El problema generacional (Un artículo de Eneko Abal)

"Hemos llegado a la estandarización de la autocomplacencia, o lo que es lo mismo, seguir el rollo hasta que esto reviente"
Foto del Kronos de Rubens, la personificación del Tiempo junto con Aion y Kairos.
Foto del Kronos de Rubens, la personificación del Tiempo junto con Aion y Kairos.

Firma: Eneko Abal

“El sudor y las lágrimas que provocaron la conquista de estos derechos” y “los jóvenes siguen pasivos sin hacer nada” son dos de las afirmaciones más transversales en el análisis sociopolítico actual. Y también las de más amplio recorrido para una reflexión.
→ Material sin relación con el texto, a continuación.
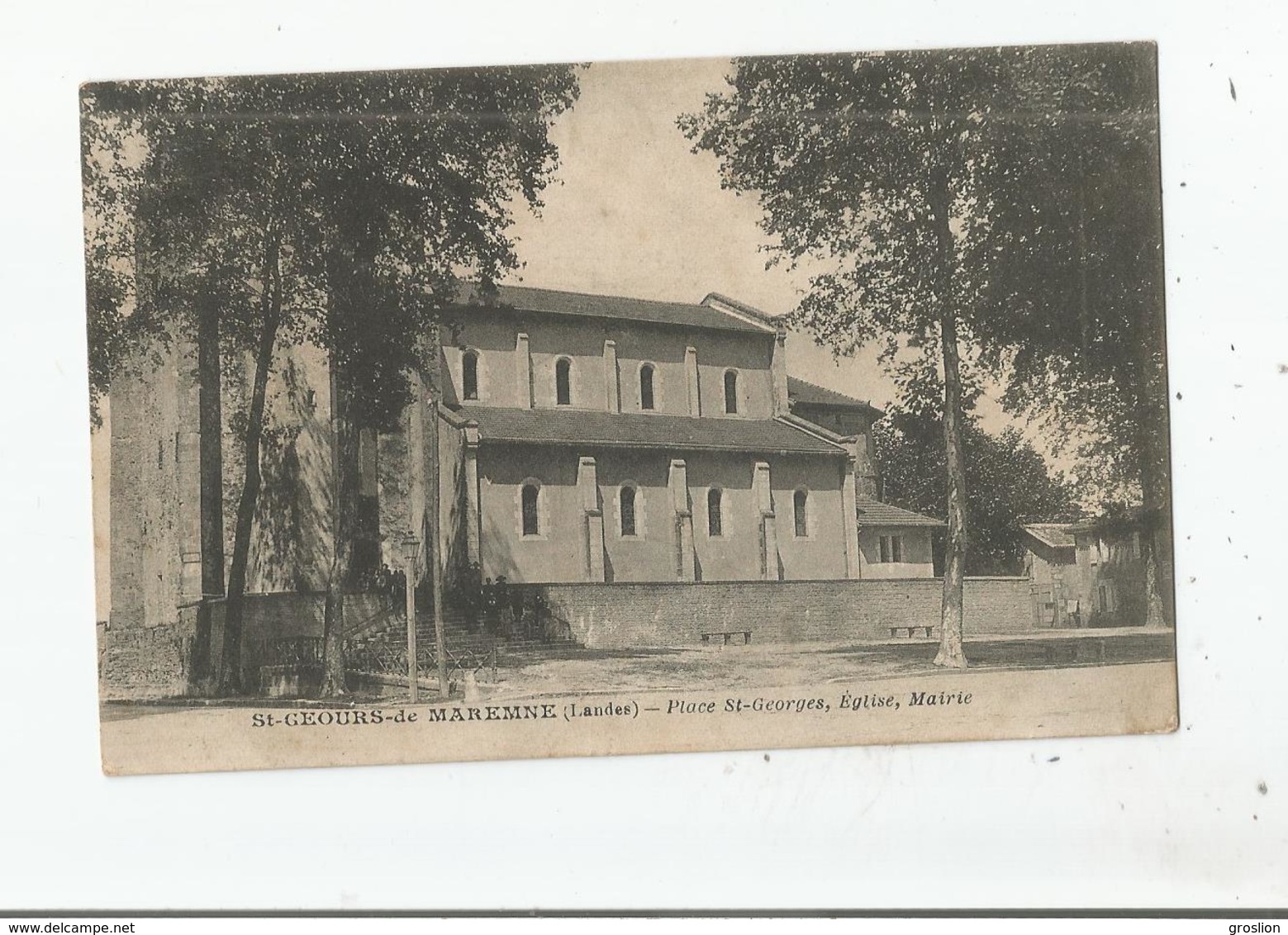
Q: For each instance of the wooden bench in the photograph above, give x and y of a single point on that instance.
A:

Con ellas se trata de llamar la atención de la joven generación en un texto o en un comentario, aunque parece una práctica contraproducente si pensamos de forma racional qué significan esas afirmaciones y qué es lo que traen al frente.

No es de recibo hablar de una conquista de derechos que no fue tal, o al menos no a día de hoy. A lo largo de estos últimos diez, cinco años hemos visto caer casi la totalidad de las caretas de las personas e instituciones que lideraban nuestra humanidad con esa forma paternalista de dar facilidades para vivir en un engaño. Que no derechos para vivir en una sociedad. Un engaño histórico éste del engaño económico, éste del engaño de la clase media, o éste del engaño climático. Un engaño generacional.

Se conquistaron derechos en base a instituciones y circunstancias que hoy se demuestran una gran mentira envuelta en hermosa esperanza y disfrazada de progreso. Todo guarecido en un recipiente democrático al que está demostrado que se le pueden hacer muescas y agujeros a conveniencia, sin importar demasiado en qué medida son apoyados o no por la mayoría. Tanto fue así que durante veinte, treinta años desde los 60, toda una generación de personas creyó seguir pudiendo diseñar el futuro humano sin contemplar a la generación que viene, tal como se dolieron en su día de los fascismos.

En ese diseño se impusieron reconversiones ayer e infraestructuras inservibles hoy, inutilizables para la inmensa mayoría de la población, como el tren de caro, el TAV, porque el barato ya estaba y se dejó envejecer. El ejemplo perfecto. Vender a toda una generación de la zona de Tudela (por ejemplo) que se les va a abrir un ciento de posibilidades con el puerto ferroviario de un tren que no van a utilizar. Un puerto al que irán a trabajar para alimentar un tren de vida, una clase social y un empresariado del que luego sufren y sufrirán sus consecuencias.

Es la serpiente que se muerde la cola perpetuándose en pleno siglo XXI de la misma manera que si estuviera en los años 70 y 80 de la entradilla a Europa. Cero análisis crítico. Cero propuestas de enmienda y mejora. Al revés. Se habla de derechos conquistados en unas circunstancias que se demuestran agresivas para la inmensa mayoría. Y suena contradictorio.

La conquista se demuestra que no fue tal a día de hoy, más bien fue una especie de préstamo, una colonización temporal de algún tipo de facilidad para vivir en aquella sociedad que se planteaba. ¡Pardiez, todas las familias reproduciéndose y formando un babyboom y aún a día de hoy no hay un pacto generacional para la incorporación de “los jóvenes” a la sociedad! Tan solo se pactó una flamante reconversión en los 80, en los 2000 poner primero la deuda antes que la necesidad social, y ahora dicen abrir el mercado laboral obligatorio hasta los 70 años. Todo un ejercicio de patriarcalismo de la misma generación que creció harta de él y su imposición. Es casi irónico.

No es de recibo mirar a “los jóvenes” como esa última esperanza negra del clonacepán y circo, eso desprende cierta adicción al engaño y a la dinámica conformista del engaño. Debiéramos situarnos por fin en la tesitura social de elegir como humanidad que somos y que convive bajo unas instituciones y unas reglas, elegir entre poner la historia sobre la mesa o seguir en esta prostitución de sociedad.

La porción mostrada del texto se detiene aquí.